There we had several hours to spend at the local market and to taste a little Turkish life. Then two whole plane loads of people going to Lesvos were crammed on to a small ferry chartered to take us across to Mytilini. The sea was smooth, taking on the colours of the sunset, there were dolphins wishing us a good journey and we reached our destination as evening fell.
If I would have known the kind of journey that awaited me I would have taken more lightweight clothes and probably wouldn’t have been so tired, because it was in fact a beautiful trip. I already knew that smart Greeks (especially from Thessalokini), travel by car trough Turkey in order to take the ferry from Ayvalik or Dikili. It’s a far less expensive way to go than by the big Greek ferries from Piraeus or Thessaloniki. And plane tickets from Holland to Izmir are also far less expensive than to Lesvos. You just have to organize your travel from Izmir to Dikili or Ayvalik — but be sure you pick a day the ferry is running (in winter they are less regular than in summer).
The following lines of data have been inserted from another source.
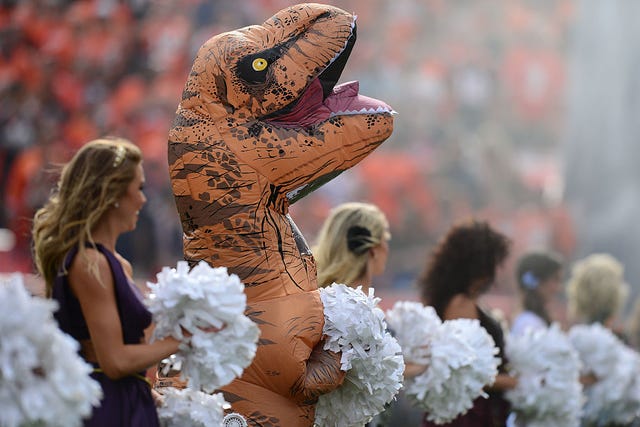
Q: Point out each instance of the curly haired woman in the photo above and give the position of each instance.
(461, 269)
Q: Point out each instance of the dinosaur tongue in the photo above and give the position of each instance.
(344, 100)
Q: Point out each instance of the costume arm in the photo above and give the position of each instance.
(323, 375)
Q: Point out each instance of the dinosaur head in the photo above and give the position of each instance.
(273, 86)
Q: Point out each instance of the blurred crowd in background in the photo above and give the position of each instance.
(478, 86)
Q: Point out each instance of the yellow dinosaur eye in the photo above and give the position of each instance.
(259, 64)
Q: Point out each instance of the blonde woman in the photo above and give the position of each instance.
(352, 245)
(98, 197)
(596, 290)
(353, 248)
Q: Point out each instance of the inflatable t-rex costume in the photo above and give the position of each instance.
(259, 126)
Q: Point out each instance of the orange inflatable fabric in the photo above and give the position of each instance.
(262, 123)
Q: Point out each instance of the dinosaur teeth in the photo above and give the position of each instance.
(363, 110)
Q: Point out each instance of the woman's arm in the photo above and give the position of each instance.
(504, 382)
(100, 311)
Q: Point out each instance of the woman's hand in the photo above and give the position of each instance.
(413, 369)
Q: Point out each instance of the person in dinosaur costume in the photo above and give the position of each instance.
(262, 123)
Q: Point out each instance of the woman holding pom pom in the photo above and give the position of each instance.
(460, 270)
(98, 197)
(352, 249)
(539, 276)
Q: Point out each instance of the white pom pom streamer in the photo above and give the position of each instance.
(197, 301)
(191, 408)
(355, 326)
(549, 393)
(615, 397)
(43, 381)
(460, 355)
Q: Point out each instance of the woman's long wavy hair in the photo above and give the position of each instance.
(533, 269)
(470, 251)
(89, 185)
(344, 241)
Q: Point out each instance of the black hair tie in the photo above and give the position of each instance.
(358, 239)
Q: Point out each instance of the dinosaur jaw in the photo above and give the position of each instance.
(322, 99)
(312, 108)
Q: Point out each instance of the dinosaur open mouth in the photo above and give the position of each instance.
(322, 99)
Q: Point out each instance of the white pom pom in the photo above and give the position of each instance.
(191, 408)
(42, 378)
(354, 325)
(198, 300)
(615, 397)
(549, 392)
(460, 355)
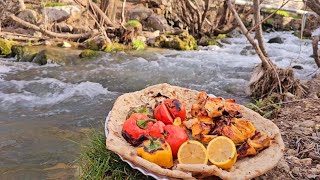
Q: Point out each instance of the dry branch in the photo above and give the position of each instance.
(74, 37)
(265, 61)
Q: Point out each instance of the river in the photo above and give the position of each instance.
(46, 111)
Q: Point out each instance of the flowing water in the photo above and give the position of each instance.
(45, 111)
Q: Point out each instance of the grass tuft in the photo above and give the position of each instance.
(96, 162)
(138, 44)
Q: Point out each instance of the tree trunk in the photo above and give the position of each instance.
(109, 7)
(258, 29)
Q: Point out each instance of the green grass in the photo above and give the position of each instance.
(138, 44)
(96, 162)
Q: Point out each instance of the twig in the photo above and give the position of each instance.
(50, 33)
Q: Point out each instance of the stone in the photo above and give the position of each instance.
(156, 22)
(8, 7)
(5, 47)
(140, 13)
(297, 67)
(61, 13)
(277, 40)
(41, 58)
(87, 53)
(308, 123)
(65, 44)
(248, 50)
(29, 15)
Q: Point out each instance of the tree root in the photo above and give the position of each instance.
(265, 82)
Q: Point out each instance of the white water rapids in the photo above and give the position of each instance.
(43, 108)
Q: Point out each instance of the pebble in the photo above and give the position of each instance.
(307, 123)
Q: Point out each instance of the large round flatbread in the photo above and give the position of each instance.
(245, 168)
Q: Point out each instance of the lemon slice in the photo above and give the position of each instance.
(192, 152)
(222, 152)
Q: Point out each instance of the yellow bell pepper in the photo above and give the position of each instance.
(158, 151)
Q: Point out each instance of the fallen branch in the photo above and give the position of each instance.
(74, 37)
(265, 61)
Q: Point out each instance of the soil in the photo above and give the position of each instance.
(299, 123)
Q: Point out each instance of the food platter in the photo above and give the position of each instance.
(246, 168)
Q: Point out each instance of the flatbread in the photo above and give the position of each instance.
(245, 168)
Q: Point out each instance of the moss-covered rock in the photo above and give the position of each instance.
(5, 47)
(115, 47)
(178, 42)
(41, 58)
(88, 53)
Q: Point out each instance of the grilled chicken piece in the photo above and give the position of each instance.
(246, 150)
(232, 108)
(199, 128)
(233, 133)
(245, 127)
(259, 141)
(214, 107)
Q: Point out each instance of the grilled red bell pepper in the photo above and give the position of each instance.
(136, 129)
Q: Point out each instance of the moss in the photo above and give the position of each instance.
(221, 36)
(88, 53)
(5, 47)
(115, 47)
(181, 42)
(134, 23)
(138, 44)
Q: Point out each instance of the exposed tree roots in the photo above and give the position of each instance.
(265, 82)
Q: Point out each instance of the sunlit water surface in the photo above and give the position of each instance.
(45, 111)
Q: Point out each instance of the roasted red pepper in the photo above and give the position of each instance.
(136, 129)
(175, 136)
(169, 109)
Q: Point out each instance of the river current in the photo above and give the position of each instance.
(47, 111)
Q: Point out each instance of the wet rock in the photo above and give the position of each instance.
(29, 15)
(207, 41)
(41, 58)
(248, 50)
(140, 13)
(61, 13)
(5, 47)
(308, 123)
(156, 22)
(65, 44)
(87, 53)
(277, 39)
(178, 42)
(297, 67)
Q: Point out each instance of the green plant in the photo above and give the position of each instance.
(138, 44)
(133, 23)
(96, 162)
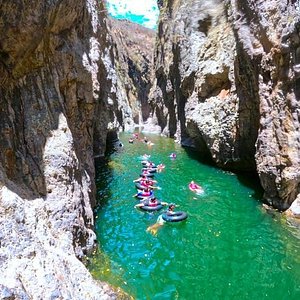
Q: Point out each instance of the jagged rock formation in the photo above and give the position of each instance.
(227, 82)
(133, 47)
(58, 94)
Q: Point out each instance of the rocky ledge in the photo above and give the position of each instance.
(59, 98)
(227, 83)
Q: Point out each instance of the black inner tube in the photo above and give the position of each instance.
(140, 187)
(151, 208)
(175, 217)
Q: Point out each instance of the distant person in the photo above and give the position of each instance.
(160, 221)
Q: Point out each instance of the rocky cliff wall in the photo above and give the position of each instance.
(59, 97)
(227, 83)
(133, 52)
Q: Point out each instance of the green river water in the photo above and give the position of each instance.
(228, 248)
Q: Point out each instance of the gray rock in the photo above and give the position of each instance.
(233, 69)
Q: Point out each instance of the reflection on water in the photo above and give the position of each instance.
(228, 248)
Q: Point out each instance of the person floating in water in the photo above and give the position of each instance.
(152, 202)
(173, 155)
(160, 221)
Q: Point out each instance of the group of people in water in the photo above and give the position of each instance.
(135, 137)
(146, 185)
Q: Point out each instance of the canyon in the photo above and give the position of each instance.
(226, 81)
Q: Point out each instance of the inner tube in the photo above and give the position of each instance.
(175, 217)
(143, 196)
(144, 163)
(147, 207)
(150, 170)
(147, 175)
(140, 187)
(197, 189)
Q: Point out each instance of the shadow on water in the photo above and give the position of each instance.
(246, 178)
(104, 173)
(251, 180)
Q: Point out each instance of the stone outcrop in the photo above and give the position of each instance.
(133, 48)
(58, 102)
(227, 83)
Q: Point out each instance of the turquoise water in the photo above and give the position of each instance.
(228, 248)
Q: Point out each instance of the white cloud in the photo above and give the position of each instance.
(147, 9)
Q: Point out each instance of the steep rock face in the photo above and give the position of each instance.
(227, 83)
(58, 93)
(133, 48)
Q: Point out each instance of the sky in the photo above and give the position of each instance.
(144, 12)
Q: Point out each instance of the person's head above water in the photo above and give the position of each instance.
(171, 206)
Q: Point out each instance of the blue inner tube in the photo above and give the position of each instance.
(150, 170)
(175, 217)
(144, 163)
(147, 207)
(148, 175)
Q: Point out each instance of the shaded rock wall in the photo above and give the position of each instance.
(133, 48)
(58, 101)
(227, 81)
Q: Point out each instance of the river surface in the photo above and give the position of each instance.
(228, 248)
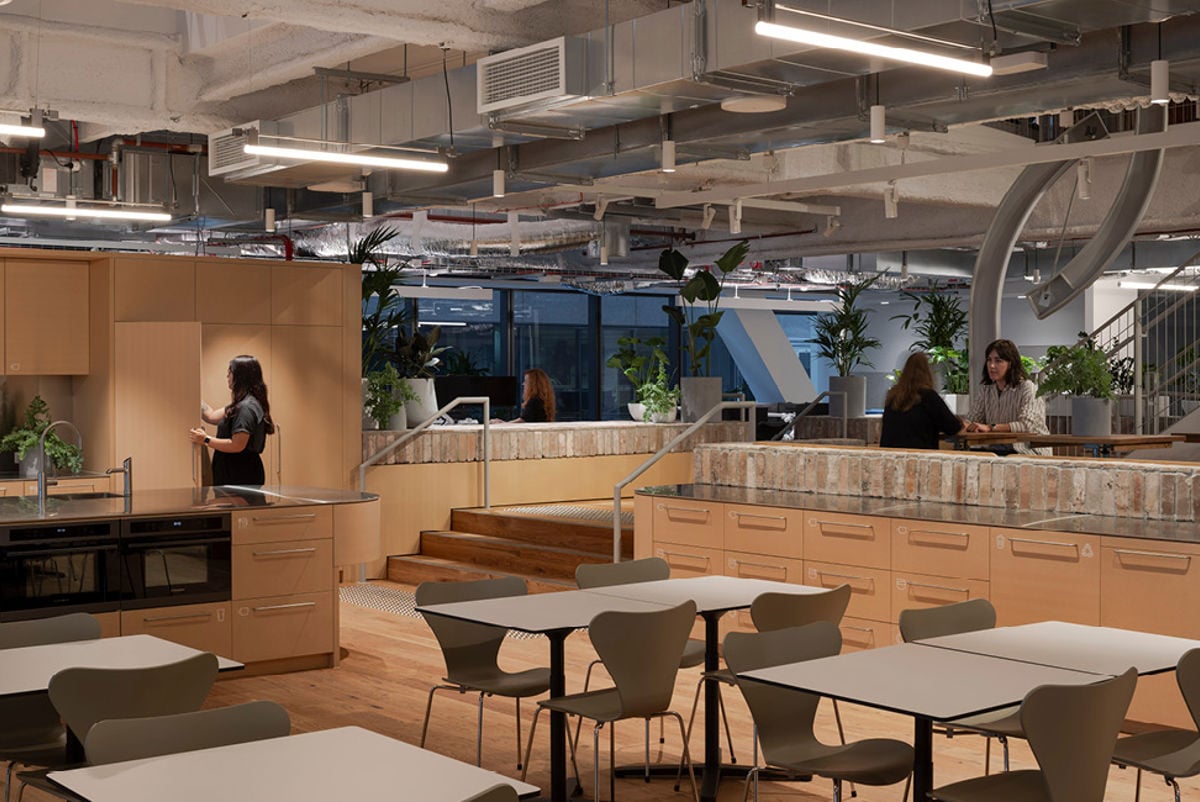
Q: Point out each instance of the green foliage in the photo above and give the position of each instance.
(1081, 369)
(417, 355)
(27, 436)
(841, 333)
(701, 294)
(640, 360)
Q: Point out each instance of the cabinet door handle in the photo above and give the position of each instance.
(190, 616)
(285, 606)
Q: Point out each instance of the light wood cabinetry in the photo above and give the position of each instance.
(1038, 575)
(46, 318)
(201, 626)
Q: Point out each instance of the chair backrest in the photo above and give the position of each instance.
(623, 573)
(130, 738)
(947, 620)
(467, 647)
(783, 610)
(502, 792)
(1073, 730)
(641, 651)
(784, 716)
(85, 695)
(59, 629)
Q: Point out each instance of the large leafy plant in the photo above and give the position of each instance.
(841, 335)
(701, 297)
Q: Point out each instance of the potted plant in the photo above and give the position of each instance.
(697, 318)
(25, 437)
(1081, 371)
(417, 355)
(843, 340)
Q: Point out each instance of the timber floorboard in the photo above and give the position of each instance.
(389, 663)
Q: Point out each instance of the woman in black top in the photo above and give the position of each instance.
(243, 426)
(913, 413)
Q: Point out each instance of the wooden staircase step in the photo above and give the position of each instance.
(505, 555)
(414, 569)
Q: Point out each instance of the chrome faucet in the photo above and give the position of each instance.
(42, 482)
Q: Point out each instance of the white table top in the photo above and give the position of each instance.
(29, 669)
(345, 764)
(711, 593)
(540, 612)
(1099, 650)
(916, 680)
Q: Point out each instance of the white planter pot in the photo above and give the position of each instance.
(426, 404)
(849, 393)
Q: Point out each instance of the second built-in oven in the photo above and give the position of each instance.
(179, 560)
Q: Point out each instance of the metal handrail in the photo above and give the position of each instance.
(413, 432)
(791, 426)
(663, 452)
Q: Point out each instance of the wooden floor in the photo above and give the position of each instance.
(390, 662)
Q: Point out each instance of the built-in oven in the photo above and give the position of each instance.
(179, 560)
(47, 569)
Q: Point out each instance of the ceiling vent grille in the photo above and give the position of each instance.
(549, 72)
Real travel takes time, but when you are prepared, even the beginning of the journey is part of the vacation. I was a bit worn out but I really enjoyed this unexpected diversion along the coast of Turkey. So I recommend it as a more adventurous mode of travel; so when a volcano decides to spew up its guts it may not be such a disaster. If I were a businesswoman I would certainly think of resurrecting the Orient Express. Believe me, in these uncertain times ‘old fashioned’ travel by train, bus or boat is going to be big business, mark my words.